Photo by AHLN, Flickr

So here are each of the reasons listed in Monday’s post as they would apply (or not) to employees who work away from the primary workplace.

Annoying (or infecting) co-workers: If you don’t come into the office, chances are you won’t infect fellow employees if you choose to (or have to) work while sick. But you might still annoy them—especially if being sick impacts the quality of your work or your ability to collaborate and respond effectively. Besides, some of your co-workers suspect you spend the day in your pajamas sipping cocoa anyway, so calling in sick might just push them over the edge.

The ripple effect: Co-workers are not the only people susceptible to contagion. While you may not be exposing your co-workers and everyone in their networks, you’ll still be the resident Typhoid Mary if you show up sick at your preferred co-working space or the local coffee shop. Working exclusively from home may serve as an effective self-imposed quarantine, preventing you from sharing those pesky germs. And, as a remote worker, you have much more control over the number of disease ripples you share. Unless your employer requires you to show up at a designated co-working space, in which case the ripple effect is back at high tide.

Producing sub-par work: This reason is just as valid for remote workers as it is for those who congregate in a specific workplace. Whether you work from home, from Starbucks or at head office, trying to concentrate when you’re sick is often a waste of time and energy. Producing inferior work because your brain is befuddled by illness or medication is never a great career move.

Should Employers Expect Telecommuters to Work While Sick?

Employers who expect sick employees to show up and buckle down are even more likely to expect remote workers to suck it up and work through illness. So how do cautionary notes for employers apply when a sick employee works remotely? Can forcing remote employees to work while sick (or punishing them for taking sick days) still backfire?

Productivity hit: For a remote worker, the productivity hit is less likely to impact co-workers, but employers can still expect a significant drop in individual productivity (one –third or more[1]) if an employee continues to work while sick.

Increased health costs: When remote workers continue working through illness, it may lead to increased corporate health costs for that individual due to longer recovery times, but it would not impact these costs to the same degree as it does in a crowded office environment. Containing infectious illness reduces its impact. In addition, any spread of disease through co-working spaces or public areas would not directly impact health costs for the employer (although it still hits society’s bottom line!).
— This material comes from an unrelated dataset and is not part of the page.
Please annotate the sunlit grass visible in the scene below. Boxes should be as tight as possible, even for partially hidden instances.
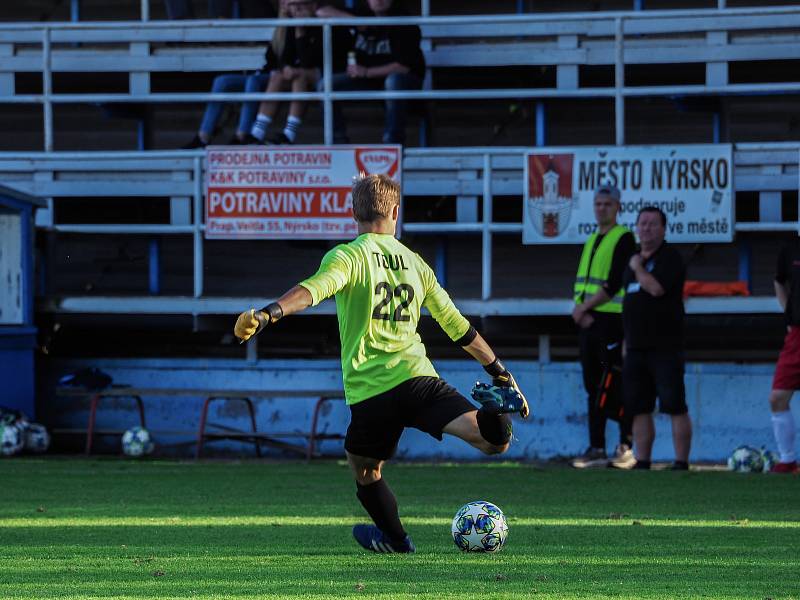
[0,459,800,600]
Infected customers: If a remote worker continues to have contact with customers, this risk is still relevant. If the employee is compelled to work while sick and then infects customers, a company’s brand could still sustain damage if it became known that customers were knowingly exposed to such a risk. If, however, a remote worker does not have any contact with customers, employers can take this risk out of the equation.

Workplace culture: When it comes to the culture of an organization, it’s already a challenge to help remote workers feel included. Anything that leads to dissatisfaction and disengagement among on-site workers will typically have an even greater impact on remote workers who often already feel isolated. Expecting people to work while sick, in the office or at home, will definitely not enhance corporate culture.

In the final analysis, remote workers are more likely to be expected to work while sick, since many of the dangers associated with doing so are reduced when work is conducted away from the office. For those who work from home, pulling away from the work to rest and recover from illness can be difficult. While other people call in sick and stay home, the remote worker is often already at home and may not know where to draw the line when feeling ill. The reactions of co-workers and managers can also be more complicated when someone who works from home takes a sick day.

Whatever a company’s policy regarding sick days, and whether people work at home or in the office, expecting employees to be productive and focused when they’re battling a bug is unrealistic and definitely doesn’t foster organizational health.